In a new paper published in Nature Geoscience, Aymeric Spiga from the University of Paris and co-authors show that snowfall can occur on Mars—in the form of microbursts, which also are seen on Earth. Microbursts happen when cold, dense air from a cloud is moving rapidly toward the ground.
This is astounding, because the Martian atmosphere is very thin, and temperatures are well below freezing. However, because of that thin atmosphere, little water is needed to saturate the air, which results in the formation of water-ice clouds. In fact, such clouds are quite common on Mars.
Spiga demonstrated with the help of numerical simulations that microbursts and associated snowfalls should occur on Mars, too. But they would happen only at night, and would last for just a few minutes rather than hours as on Earth.
The new results are supported by previous observations from the LIDAR instrument on the Mars Phoenix mission, which detected icy crystals below a water-ice cloud during the night. The case for the existence of snowfalls is now very strong, as it is now backed up by both, observation and theoretical explanation.

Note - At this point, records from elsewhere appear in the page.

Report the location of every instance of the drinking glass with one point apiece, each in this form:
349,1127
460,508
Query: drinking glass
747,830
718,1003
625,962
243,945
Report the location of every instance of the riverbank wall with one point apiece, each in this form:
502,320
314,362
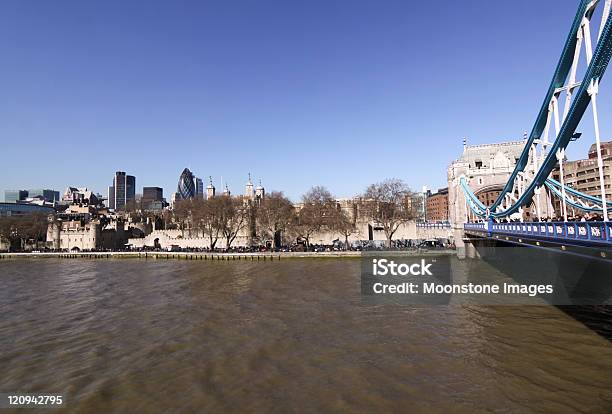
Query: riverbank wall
263,256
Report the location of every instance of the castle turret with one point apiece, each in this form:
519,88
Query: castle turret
210,190
260,192
248,190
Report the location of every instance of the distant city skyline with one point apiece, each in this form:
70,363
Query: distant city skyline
335,94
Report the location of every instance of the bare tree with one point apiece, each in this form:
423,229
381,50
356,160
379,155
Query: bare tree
318,213
207,218
182,214
274,215
389,204
233,218
345,225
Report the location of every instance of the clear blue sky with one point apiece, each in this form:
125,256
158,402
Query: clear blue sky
299,93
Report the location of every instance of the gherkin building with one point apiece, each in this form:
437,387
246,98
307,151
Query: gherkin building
186,187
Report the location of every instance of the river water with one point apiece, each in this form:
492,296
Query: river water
133,336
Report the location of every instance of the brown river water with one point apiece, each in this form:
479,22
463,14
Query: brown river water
167,336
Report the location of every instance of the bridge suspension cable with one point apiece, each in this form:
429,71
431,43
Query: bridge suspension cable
539,155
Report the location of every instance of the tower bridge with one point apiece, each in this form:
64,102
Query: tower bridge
505,192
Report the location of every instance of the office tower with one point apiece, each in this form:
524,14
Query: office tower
124,187
199,186
186,185
12,196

These new insights have consequences for understanding the distribution of water on Mars, particularly with respect to the formation of glaciers in the equatorial regions and the planet’s evolution from a much wetter past to today’s extreme dryness. In most regions on Mars, the deposited snow would sublimate away very quickly, meaning that the snow would change to the gaseous phase directly, without ever becoming liquid. Thus, it is unlikely that these deposits of snow, even snow “storms,” would have a direct benefit on (putative) Martian life. And they are expected to occur only rarely. Nevertheless, it shows that water is available on Mars in a previously unexpected way. And it makes us wonder what other surprises the Red Planet may still have in store for us.